Blue Jays 7, Red Sox 4

Circumferencestances: Toronto capped Boston's 16,000-mile, season-opening road trip — the world is only 25,000 miles around, for crying out loud — with a three-game sweep of the nomahds. The BoSox also went 1-1 against the Athletics in Japan, swept a pair in Oakland and might have jammed with ABBA in Sweden, for all we know.

He don't take visa: Frank Thomas, well-traveled himself at 39, launched a grand slam to show he still has some lead in his pencil.

Beckett prices: Josh Beckett's first start of the season went OK in that the right-hander did not suffer a recurrence of lower-back pain, and reported no new blisters or goatee deficiencies. Beckett allowed five runs and four walks, burning up 92 pitches over 4 2/3 innings.

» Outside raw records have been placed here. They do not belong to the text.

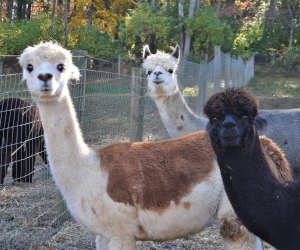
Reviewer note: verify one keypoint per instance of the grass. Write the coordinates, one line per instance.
(275, 86)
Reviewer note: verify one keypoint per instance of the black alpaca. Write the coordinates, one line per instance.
(21, 137)
(266, 207)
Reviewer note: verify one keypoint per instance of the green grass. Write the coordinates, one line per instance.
(275, 86)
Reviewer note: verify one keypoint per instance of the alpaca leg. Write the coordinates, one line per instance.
(234, 233)
(122, 244)
(236, 236)
(102, 242)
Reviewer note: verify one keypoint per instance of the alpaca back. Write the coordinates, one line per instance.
(283, 128)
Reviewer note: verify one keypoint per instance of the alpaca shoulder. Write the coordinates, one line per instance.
(152, 174)
(277, 161)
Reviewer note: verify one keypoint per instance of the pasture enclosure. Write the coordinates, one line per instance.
(112, 106)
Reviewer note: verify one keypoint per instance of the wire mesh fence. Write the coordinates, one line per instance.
(112, 106)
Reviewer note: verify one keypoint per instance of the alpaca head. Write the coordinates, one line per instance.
(161, 69)
(232, 119)
(47, 67)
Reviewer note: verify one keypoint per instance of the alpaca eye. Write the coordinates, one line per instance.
(215, 120)
(30, 68)
(245, 118)
(60, 67)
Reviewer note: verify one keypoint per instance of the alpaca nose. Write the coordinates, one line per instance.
(157, 73)
(45, 77)
(229, 122)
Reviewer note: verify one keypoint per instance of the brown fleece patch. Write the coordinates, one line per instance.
(179, 128)
(232, 229)
(152, 174)
(278, 164)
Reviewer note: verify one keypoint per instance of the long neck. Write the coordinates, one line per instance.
(177, 117)
(259, 200)
(64, 142)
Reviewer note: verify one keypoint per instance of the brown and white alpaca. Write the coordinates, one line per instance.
(179, 119)
(123, 192)
(268, 208)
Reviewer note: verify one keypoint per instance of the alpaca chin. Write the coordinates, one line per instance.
(231, 142)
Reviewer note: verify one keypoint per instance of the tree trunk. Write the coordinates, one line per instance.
(219, 5)
(90, 14)
(270, 18)
(188, 39)
(197, 6)
(292, 24)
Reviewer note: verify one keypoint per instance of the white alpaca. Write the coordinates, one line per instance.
(179, 119)
(123, 192)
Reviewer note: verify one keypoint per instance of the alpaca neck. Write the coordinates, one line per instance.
(177, 117)
(259, 200)
(64, 142)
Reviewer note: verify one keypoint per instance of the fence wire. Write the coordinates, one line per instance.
(112, 106)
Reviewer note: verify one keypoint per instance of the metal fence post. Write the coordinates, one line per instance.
(78, 90)
(217, 69)
(137, 105)
(1, 66)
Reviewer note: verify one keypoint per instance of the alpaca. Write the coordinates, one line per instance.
(268, 208)
(179, 120)
(21, 136)
(127, 191)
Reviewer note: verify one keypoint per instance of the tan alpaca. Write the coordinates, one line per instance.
(179, 120)
(123, 192)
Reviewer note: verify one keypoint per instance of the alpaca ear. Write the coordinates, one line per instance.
(146, 51)
(260, 123)
(176, 52)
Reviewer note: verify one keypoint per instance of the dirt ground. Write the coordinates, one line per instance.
(28, 212)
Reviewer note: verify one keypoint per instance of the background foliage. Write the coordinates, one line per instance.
(268, 28)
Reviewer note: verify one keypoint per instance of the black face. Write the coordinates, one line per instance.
(230, 129)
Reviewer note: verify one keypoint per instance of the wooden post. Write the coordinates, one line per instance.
(137, 105)
(227, 71)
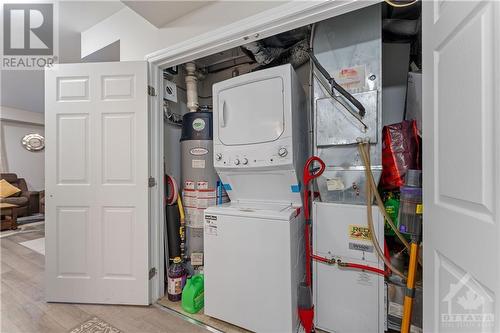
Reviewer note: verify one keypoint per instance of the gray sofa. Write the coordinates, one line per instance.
(21, 199)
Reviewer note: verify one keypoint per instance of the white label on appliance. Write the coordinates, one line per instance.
(365, 279)
(334, 184)
(211, 229)
(174, 285)
(352, 77)
(198, 124)
(170, 90)
(196, 259)
(198, 151)
(415, 329)
(198, 164)
(395, 309)
(202, 185)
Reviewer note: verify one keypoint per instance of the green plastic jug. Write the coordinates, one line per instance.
(193, 294)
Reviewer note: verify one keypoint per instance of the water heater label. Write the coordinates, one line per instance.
(198, 151)
(359, 232)
(198, 164)
(360, 247)
(198, 124)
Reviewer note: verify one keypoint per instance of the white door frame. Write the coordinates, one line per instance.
(290, 15)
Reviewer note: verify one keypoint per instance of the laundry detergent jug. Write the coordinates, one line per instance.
(176, 279)
(193, 294)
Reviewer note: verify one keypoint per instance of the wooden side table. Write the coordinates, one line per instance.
(8, 216)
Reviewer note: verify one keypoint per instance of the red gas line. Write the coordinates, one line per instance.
(343, 264)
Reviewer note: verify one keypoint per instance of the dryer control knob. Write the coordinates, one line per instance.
(282, 152)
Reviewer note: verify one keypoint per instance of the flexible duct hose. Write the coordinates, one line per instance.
(365, 156)
(369, 198)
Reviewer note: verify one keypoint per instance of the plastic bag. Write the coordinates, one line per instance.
(400, 152)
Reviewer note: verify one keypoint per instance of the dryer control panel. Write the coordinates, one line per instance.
(250, 157)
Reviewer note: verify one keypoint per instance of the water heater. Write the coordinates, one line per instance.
(199, 179)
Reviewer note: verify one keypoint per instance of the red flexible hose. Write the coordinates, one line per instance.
(363, 267)
(308, 256)
(388, 256)
(322, 259)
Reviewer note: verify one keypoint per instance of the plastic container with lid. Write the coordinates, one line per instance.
(176, 278)
(193, 294)
(410, 208)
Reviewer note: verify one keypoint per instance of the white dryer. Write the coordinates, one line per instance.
(254, 257)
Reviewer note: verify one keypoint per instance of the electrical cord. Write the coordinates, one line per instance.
(369, 178)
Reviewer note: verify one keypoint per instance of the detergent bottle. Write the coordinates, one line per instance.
(193, 294)
(176, 279)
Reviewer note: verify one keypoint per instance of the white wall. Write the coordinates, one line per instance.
(138, 37)
(14, 157)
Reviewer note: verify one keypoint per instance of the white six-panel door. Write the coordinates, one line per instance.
(97, 183)
(461, 133)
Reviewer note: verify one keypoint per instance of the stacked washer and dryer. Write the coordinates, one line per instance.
(254, 248)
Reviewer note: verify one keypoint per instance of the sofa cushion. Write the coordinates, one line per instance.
(7, 189)
(19, 201)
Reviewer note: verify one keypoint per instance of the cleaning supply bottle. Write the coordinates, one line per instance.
(176, 280)
(193, 294)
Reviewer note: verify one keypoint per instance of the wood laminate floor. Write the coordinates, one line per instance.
(23, 307)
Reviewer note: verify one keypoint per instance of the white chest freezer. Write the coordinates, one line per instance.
(254, 261)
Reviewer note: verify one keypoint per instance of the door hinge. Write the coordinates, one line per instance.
(152, 272)
(151, 91)
(152, 182)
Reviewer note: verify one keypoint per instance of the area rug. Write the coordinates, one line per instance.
(95, 325)
(37, 245)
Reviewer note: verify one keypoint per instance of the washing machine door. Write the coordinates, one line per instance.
(251, 112)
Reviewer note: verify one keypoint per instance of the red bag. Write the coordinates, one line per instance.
(400, 152)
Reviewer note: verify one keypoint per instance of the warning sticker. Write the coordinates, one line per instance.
(196, 258)
(359, 232)
(352, 77)
(360, 247)
(335, 184)
(202, 185)
(198, 164)
(211, 229)
(365, 279)
(395, 309)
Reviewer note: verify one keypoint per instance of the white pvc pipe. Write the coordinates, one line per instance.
(191, 87)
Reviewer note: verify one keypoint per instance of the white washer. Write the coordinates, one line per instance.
(254, 257)
(253, 264)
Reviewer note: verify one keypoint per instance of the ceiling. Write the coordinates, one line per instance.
(160, 13)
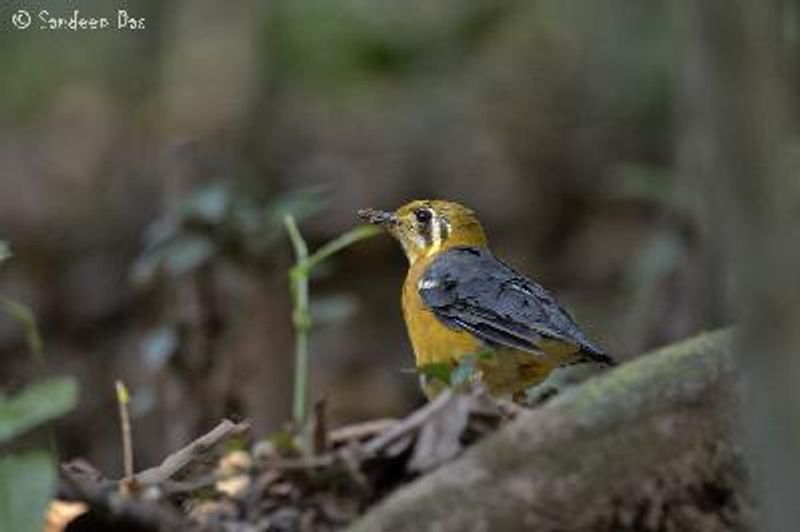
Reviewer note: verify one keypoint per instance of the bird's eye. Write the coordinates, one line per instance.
(423, 216)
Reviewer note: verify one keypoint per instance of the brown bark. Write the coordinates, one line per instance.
(644, 447)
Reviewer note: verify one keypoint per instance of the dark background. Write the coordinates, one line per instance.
(144, 175)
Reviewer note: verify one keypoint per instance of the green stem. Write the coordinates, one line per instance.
(301, 318)
(301, 315)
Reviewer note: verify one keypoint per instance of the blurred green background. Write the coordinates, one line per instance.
(144, 176)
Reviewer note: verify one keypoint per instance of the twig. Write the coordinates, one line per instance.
(301, 315)
(320, 428)
(196, 450)
(123, 398)
(408, 425)
(301, 318)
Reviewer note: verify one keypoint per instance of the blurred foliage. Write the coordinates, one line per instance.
(27, 480)
(217, 221)
(38, 403)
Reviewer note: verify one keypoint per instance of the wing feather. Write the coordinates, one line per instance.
(469, 289)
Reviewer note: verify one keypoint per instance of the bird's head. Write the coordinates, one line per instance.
(426, 227)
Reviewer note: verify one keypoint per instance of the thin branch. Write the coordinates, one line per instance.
(123, 399)
(195, 451)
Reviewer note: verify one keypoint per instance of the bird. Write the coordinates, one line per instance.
(460, 302)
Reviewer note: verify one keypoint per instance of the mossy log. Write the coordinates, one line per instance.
(650, 445)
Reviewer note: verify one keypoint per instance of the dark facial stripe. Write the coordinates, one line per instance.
(444, 228)
(426, 230)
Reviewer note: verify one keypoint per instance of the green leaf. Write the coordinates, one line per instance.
(36, 404)
(27, 482)
(465, 373)
(5, 251)
(24, 315)
(439, 371)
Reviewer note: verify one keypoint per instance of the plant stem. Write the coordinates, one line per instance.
(301, 315)
(301, 318)
(123, 398)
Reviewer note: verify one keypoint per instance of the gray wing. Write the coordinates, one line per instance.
(468, 288)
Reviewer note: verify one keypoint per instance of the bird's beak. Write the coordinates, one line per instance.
(382, 218)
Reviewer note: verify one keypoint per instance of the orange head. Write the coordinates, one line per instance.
(427, 227)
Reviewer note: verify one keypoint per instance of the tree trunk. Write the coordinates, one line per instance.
(644, 447)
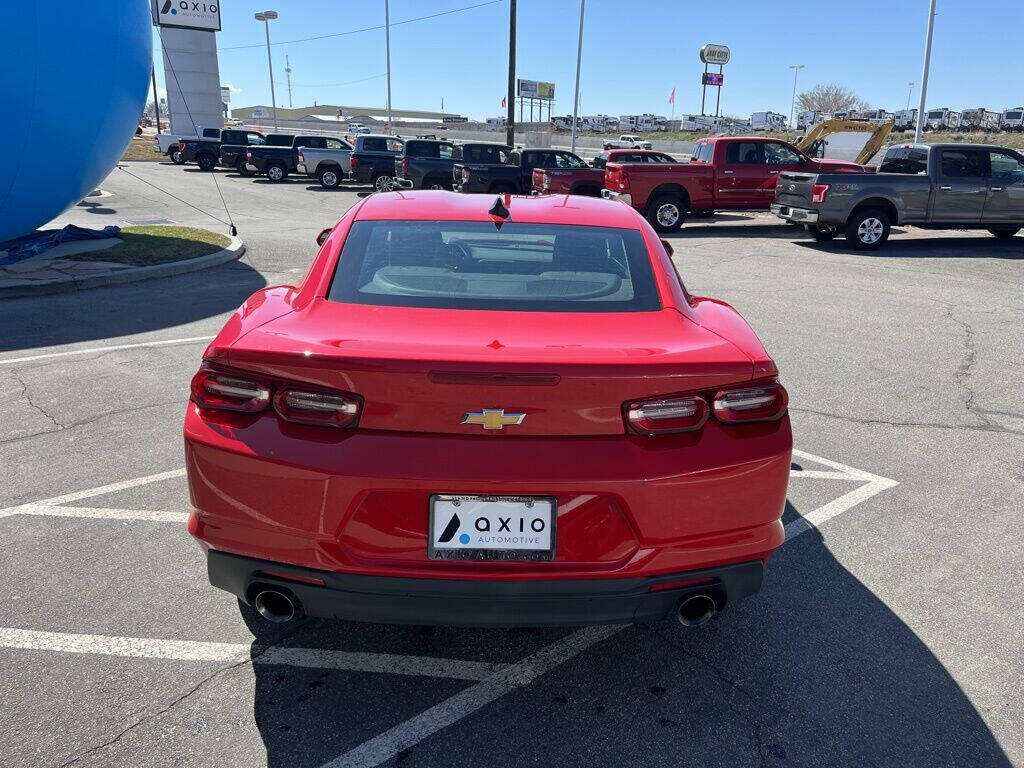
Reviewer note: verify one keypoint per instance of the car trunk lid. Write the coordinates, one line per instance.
(424, 370)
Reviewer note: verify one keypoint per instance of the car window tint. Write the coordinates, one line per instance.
(965, 163)
(474, 265)
(744, 153)
(1007, 168)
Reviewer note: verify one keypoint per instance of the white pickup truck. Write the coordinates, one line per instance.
(627, 141)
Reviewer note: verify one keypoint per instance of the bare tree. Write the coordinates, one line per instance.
(832, 98)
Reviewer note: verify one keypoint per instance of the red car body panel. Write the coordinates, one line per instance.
(716, 184)
(354, 501)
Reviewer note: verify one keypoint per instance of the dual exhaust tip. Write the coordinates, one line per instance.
(695, 609)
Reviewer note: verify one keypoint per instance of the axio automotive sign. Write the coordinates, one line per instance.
(188, 14)
(712, 53)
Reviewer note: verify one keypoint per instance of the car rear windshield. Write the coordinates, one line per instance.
(475, 265)
(904, 160)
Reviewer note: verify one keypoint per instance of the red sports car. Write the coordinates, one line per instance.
(492, 412)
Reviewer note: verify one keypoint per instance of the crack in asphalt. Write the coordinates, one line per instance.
(259, 648)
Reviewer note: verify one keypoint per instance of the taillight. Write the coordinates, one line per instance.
(766, 401)
(668, 415)
(306, 407)
(227, 392)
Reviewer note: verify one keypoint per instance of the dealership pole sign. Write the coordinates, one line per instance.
(187, 14)
(713, 54)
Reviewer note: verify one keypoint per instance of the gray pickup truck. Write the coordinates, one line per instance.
(933, 186)
(330, 165)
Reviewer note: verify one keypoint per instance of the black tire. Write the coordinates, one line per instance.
(822, 232)
(666, 213)
(275, 172)
(330, 177)
(867, 228)
(1005, 233)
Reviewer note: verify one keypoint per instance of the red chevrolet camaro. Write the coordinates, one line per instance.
(493, 412)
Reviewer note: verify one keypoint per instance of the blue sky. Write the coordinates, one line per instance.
(634, 52)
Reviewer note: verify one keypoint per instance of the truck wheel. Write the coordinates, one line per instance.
(666, 213)
(330, 178)
(822, 232)
(867, 228)
(1005, 233)
(275, 172)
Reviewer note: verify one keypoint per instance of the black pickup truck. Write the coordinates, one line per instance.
(425, 164)
(373, 160)
(932, 186)
(278, 162)
(498, 168)
(233, 156)
(206, 150)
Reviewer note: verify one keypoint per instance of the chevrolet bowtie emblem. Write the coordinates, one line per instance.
(493, 418)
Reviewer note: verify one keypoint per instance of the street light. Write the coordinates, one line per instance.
(793, 108)
(265, 16)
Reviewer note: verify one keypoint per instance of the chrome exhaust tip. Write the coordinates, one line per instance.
(274, 606)
(695, 609)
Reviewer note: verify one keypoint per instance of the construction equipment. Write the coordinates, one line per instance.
(813, 143)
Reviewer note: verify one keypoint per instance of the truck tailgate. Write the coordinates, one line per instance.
(794, 188)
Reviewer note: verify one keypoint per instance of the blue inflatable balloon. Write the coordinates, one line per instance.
(74, 83)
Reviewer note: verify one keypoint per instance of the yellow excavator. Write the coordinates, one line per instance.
(813, 143)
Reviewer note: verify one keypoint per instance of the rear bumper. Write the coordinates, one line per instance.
(801, 215)
(621, 197)
(481, 603)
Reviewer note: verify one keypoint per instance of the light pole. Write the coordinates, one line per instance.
(265, 16)
(924, 74)
(576, 98)
(387, 48)
(793, 107)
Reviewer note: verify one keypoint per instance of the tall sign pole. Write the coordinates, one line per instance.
(510, 103)
(576, 98)
(924, 74)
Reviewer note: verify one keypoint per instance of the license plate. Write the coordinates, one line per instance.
(492, 527)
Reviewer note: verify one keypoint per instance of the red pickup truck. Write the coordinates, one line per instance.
(590, 180)
(734, 173)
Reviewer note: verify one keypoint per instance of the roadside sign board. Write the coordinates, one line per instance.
(716, 54)
(535, 89)
(187, 14)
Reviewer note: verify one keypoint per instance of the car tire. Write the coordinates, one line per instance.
(822, 232)
(1006, 233)
(867, 228)
(276, 172)
(666, 213)
(330, 177)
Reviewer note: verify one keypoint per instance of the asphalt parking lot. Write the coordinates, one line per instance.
(889, 631)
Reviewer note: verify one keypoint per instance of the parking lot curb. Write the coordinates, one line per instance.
(81, 283)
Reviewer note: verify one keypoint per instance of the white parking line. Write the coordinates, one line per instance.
(194, 650)
(114, 348)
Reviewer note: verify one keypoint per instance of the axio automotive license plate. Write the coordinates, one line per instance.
(492, 527)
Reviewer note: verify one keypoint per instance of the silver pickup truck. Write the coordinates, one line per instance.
(932, 186)
(331, 166)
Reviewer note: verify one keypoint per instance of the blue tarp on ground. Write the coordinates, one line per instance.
(37, 243)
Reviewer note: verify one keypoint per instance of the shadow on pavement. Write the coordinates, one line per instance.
(814, 671)
(123, 310)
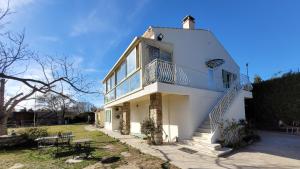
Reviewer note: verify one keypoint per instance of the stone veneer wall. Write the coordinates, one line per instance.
(156, 114)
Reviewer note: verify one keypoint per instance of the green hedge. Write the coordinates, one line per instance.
(273, 100)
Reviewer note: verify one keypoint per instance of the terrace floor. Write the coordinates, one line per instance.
(275, 150)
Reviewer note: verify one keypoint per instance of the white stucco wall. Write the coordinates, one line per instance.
(139, 111)
(192, 48)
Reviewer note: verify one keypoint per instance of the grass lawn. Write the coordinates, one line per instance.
(104, 145)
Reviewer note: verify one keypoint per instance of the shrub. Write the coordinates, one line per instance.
(148, 128)
(273, 100)
(30, 134)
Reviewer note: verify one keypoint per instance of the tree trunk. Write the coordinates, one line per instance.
(3, 126)
(3, 113)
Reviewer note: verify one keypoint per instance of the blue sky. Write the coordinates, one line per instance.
(95, 33)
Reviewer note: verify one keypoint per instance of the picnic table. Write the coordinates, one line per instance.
(55, 140)
(82, 146)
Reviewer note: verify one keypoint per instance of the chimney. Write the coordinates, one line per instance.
(188, 22)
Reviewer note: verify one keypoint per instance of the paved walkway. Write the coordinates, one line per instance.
(274, 151)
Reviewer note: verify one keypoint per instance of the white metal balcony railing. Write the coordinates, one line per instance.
(217, 113)
(167, 72)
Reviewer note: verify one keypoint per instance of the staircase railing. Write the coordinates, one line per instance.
(220, 108)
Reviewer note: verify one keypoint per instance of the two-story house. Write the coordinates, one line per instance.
(183, 78)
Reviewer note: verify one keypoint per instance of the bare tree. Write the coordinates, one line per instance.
(55, 103)
(55, 73)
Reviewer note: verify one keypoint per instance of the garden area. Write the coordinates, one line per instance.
(106, 152)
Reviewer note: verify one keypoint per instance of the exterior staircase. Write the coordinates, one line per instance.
(201, 141)
(202, 138)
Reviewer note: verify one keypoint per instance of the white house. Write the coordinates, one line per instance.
(183, 78)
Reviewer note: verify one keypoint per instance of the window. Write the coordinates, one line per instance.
(108, 85)
(166, 56)
(131, 61)
(153, 53)
(228, 78)
(156, 53)
(108, 115)
(121, 72)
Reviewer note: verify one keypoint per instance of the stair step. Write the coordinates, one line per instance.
(223, 151)
(202, 139)
(213, 146)
(213, 149)
(206, 122)
(203, 134)
(205, 126)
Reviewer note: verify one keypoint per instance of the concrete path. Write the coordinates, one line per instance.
(274, 151)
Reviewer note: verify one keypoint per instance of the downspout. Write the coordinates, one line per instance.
(169, 127)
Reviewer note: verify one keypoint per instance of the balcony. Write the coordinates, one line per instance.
(167, 72)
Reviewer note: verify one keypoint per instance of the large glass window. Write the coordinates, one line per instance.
(130, 84)
(121, 72)
(108, 85)
(131, 61)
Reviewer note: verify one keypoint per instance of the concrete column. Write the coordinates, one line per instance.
(126, 118)
(156, 115)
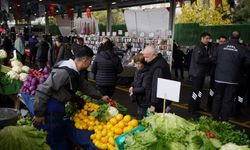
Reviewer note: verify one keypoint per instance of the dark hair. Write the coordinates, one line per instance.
(235, 35)
(107, 46)
(59, 39)
(139, 58)
(84, 51)
(223, 37)
(204, 34)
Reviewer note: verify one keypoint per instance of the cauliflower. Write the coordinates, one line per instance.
(13, 75)
(23, 76)
(25, 69)
(17, 69)
(3, 54)
(16, 63)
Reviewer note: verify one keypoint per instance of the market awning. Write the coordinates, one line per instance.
(96, 4)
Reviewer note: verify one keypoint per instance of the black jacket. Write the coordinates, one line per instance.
(106, 66)
(230, 59)
(42, 51)
(200, 60)
(158, 68)
(139, 88)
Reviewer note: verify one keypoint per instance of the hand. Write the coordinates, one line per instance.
(152, 109)
(105, 98)
(38, 120)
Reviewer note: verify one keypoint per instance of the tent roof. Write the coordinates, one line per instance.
(96, 4)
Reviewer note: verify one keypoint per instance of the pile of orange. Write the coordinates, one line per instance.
(105, 134)
(83, 120)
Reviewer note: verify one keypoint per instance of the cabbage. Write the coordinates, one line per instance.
(23, 76)
(26, 69)
(3, 54)
(232, 146)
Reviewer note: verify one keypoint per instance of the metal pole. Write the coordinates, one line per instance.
(109, 17)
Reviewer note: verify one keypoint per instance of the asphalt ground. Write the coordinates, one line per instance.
(242, 121)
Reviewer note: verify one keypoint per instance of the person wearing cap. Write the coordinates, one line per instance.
(60, 87)
(229, 59)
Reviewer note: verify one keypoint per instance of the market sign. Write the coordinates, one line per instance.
(168, 89)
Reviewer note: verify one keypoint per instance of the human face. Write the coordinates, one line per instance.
(139, 65)
(222, 41)
(205, 40)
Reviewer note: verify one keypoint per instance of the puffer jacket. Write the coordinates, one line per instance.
(62, 83)
(230, 59)
(106, 66)
(139, 88)
(200, 61)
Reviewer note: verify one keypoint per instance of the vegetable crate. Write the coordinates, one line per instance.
(121, 139)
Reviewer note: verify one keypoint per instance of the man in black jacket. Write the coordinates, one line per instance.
(158, 68)
(199, 67)
(229, 60)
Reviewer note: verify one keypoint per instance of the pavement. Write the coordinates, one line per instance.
(241, 122)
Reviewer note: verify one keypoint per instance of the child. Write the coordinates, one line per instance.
(138, 87)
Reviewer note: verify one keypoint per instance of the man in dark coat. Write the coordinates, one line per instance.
(199, 68)
(229, 59)
(158, 68)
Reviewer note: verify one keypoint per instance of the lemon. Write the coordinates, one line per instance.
(113, 121)
(127, 118)
(118, 131)
(133, 123)
(121, 124)
(119, 117)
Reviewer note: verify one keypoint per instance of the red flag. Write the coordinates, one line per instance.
(70, 11)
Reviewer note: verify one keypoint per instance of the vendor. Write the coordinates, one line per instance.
(60, 87)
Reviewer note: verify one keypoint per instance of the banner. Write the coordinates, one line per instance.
(148, 21)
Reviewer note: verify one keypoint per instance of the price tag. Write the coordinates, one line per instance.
(126, 33)
(119, 32)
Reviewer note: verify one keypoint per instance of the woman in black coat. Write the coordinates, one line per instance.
(106, 66)
(138, 87)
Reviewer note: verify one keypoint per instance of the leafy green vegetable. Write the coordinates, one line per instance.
(22, 138)
(24, 121)
(225, 131)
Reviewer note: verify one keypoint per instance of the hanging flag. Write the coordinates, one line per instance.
(41, 9)
(88, 12)
(79, 13)
(5, 5)
(218, 3)
(70, 12)
(192, 1)
(52, 10)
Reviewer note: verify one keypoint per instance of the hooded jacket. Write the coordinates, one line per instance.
(200, 61)
(230, 59)
(62, 83)
(158, 68)
(139, 88)
(106, 66)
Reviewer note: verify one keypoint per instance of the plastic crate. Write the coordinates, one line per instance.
(120, 140)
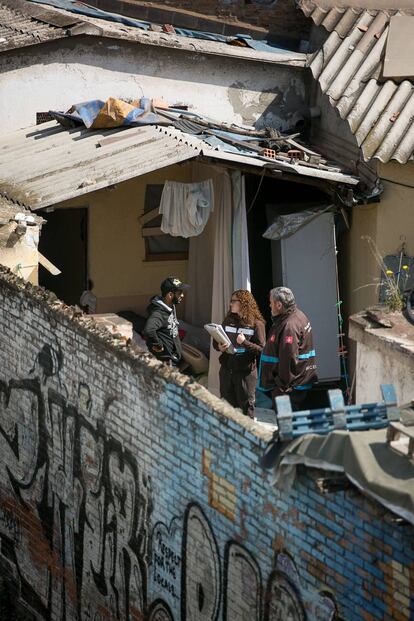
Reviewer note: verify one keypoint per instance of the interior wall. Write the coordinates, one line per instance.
(122, 278)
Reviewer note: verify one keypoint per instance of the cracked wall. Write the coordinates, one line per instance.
(127, 491)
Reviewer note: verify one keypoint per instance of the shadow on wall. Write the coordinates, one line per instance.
(76, 532)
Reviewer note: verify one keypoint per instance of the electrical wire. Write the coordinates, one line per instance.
(257, 192)
(403, 185)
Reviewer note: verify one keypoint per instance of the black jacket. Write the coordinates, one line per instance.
(161, 329)
(288, 358)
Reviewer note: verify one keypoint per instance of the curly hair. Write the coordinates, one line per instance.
(249, 311)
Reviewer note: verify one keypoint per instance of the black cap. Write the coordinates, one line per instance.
(172, 284)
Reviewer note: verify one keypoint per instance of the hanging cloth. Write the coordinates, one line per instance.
(241, 264)
(186, 207)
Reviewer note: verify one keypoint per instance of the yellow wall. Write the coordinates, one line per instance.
(388, 223)
(116, 249)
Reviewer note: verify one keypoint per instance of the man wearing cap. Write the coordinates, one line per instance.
(287, 363)
(161, 329)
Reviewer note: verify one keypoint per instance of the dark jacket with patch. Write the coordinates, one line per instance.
(288, 358)
(245, 358)
(161, 329)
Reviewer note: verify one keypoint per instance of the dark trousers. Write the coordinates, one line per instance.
(298, 399)
(239, 389)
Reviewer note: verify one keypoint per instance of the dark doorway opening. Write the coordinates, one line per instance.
(64, 242)
(261, 192)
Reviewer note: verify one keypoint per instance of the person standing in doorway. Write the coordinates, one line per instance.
(161, 328)
(288, 363)
(245, 327)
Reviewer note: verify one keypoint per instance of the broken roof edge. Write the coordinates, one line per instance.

Beam me back to Beantown: Ye Olde Towne Teame rests today before retuning to the 'hood for opening day at Fenway Park on Tuesday.


Rundown feelin' (Sunday's other games)

Yankees 2, Rays 0 — The Yanks are complaining about a lack of offense — and why not when you pay Fendi prices and get Keds quality? — but nothing is wrong with a fundamentally sound shutout of the seemingly improved Rays, who were going for three straight in the Bronx. Joe Girardi is back on the bench after screaming at his upper-respiratory infection to go away.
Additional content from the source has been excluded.